I saw how he stole fire from the gods and gave it to man to better arm them against the cruelty of the world. He gave mankind knowledge of medicine, and taught them mathematics, astronomy, metallurgy and navigation. But his greatest gift had also been his biggest blunder: the gift of foresight.

Once upon a time, all men knew when and how they would die. Each person could see what became of his children, and how the disasters, plagues and disease which burst forth into the world would mar his life.

So Prometheus set about taking away this knowledge. Carefully, one person at a time, he plucked out the knowledge from their minds, leaving uncertainty in its place.

I was only a little girl at the time.

And I could read the stars better than anyone. They spoke to me and told me of my future, showing me everything which was yet to come.

That’s why I never feared the night.

I felt most at home amongst the stars.

Somehow, when all others were suddenly blind to what lay ahead in their lives, I could still see both their futures and mine. I knew I would be revered for my wisdom, and that many great men would seek me out as history unfolded before my eyes. I could see friends and enemies spanning across lifetimes, bloody battles that would rage for decades, and the hope that lay at the bottom of Pandora’s Box.

They called me The Oracle.

As rumour of my knowledge spread, people travelled far and wide to see me and find out what I could reveal to them of their future. Some asked of wealth and fortune. Others wanted to know about the fate of their children. And still others sought to know the outcome of wars, and the fall of powerful kingdoms.

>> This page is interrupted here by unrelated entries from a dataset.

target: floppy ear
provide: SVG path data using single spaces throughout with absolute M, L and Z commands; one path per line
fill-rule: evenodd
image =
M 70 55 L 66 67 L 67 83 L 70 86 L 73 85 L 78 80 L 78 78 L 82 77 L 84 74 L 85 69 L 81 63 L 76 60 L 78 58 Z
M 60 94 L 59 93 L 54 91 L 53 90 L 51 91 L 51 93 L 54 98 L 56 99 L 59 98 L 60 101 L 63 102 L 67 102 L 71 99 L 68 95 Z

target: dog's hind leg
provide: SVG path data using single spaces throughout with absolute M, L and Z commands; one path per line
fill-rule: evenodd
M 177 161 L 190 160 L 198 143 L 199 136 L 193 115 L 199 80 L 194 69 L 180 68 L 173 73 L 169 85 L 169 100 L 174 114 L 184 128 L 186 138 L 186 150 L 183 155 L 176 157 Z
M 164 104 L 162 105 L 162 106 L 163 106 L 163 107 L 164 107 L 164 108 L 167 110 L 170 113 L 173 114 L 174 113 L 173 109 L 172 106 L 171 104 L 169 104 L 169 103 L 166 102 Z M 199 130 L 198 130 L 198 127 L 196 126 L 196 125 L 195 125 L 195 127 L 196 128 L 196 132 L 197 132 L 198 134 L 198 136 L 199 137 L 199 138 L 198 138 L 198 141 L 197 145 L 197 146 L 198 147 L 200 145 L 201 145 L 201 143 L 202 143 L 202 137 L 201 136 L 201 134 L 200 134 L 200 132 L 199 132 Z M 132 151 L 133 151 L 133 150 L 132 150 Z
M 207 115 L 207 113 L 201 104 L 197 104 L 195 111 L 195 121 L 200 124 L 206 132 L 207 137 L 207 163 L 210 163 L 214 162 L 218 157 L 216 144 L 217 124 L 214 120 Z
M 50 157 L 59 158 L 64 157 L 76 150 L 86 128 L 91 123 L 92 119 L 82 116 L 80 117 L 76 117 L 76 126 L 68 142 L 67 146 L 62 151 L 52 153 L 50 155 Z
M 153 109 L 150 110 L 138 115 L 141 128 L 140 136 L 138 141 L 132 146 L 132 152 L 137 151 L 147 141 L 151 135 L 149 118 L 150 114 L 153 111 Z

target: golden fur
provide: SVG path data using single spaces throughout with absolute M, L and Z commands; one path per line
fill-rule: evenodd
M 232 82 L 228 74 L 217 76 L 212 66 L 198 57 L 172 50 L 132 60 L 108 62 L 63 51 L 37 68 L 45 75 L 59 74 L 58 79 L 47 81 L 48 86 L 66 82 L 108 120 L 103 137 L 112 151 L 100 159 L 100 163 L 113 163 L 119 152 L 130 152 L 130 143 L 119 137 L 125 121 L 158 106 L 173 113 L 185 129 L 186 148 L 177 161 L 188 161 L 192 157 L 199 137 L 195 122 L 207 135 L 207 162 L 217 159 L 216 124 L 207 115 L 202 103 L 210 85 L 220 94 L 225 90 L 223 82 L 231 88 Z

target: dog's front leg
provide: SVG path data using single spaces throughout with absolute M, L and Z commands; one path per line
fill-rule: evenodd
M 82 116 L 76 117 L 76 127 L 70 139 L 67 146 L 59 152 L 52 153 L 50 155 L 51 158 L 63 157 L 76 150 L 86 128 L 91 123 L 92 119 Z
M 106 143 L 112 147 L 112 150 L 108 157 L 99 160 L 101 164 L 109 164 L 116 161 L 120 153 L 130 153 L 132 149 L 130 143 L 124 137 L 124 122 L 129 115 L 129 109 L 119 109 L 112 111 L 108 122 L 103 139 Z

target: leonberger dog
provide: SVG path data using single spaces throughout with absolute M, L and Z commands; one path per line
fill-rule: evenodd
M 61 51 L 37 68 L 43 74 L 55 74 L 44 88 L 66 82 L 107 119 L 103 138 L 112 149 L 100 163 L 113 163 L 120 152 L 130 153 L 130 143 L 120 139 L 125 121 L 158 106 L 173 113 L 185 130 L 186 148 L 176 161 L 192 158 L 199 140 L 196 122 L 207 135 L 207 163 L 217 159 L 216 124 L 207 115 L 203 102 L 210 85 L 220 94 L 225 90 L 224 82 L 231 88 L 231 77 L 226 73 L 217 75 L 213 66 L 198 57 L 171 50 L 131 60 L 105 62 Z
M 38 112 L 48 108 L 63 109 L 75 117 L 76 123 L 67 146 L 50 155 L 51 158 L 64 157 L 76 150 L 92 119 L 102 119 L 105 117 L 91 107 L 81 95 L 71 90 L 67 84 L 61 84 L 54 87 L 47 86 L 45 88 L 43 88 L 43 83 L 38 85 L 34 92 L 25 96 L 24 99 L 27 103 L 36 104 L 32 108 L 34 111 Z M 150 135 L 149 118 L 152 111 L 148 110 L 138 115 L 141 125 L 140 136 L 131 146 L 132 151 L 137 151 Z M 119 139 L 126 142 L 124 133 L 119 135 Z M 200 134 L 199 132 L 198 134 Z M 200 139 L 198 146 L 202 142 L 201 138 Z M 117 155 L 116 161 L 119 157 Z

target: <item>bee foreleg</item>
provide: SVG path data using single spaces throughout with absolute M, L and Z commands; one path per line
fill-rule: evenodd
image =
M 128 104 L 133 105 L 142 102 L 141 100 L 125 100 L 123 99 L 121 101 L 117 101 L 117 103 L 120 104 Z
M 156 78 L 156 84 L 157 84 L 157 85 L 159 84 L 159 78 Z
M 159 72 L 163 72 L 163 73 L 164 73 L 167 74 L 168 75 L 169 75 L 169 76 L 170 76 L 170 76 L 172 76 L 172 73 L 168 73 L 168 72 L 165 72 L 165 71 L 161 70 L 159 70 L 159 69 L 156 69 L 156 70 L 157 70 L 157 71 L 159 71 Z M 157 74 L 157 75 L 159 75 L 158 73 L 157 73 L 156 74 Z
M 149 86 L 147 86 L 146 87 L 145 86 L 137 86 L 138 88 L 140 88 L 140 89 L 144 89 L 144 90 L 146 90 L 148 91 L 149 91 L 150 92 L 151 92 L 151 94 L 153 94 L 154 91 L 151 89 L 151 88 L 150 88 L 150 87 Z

But then one day the stars grew silent.

No matter how brightly they shone, I couldn’t hear them any longer nor trace the patterns they had formed in the sky to show me the future. It felt like I had lost one of my most basic senses.

Prometheus had made me blind.

I stumbled about trying to find my way in the darkness without my life-long companions.

For the first time the future was uncertain.

Perhaps Prometheus was just correcting his own error when he took the stars from me. I had been missed in the initial purging because the future had never been in my mind, but in the stars. I suppose it’s only fair that he intervened after so many years of foresight.

And now no-one comes to see The Oracle anymore.

I wander through life blindly with all the fear and uncertainty of our kind, trying to remember whether I was happier before or after Prometheus had robbed me.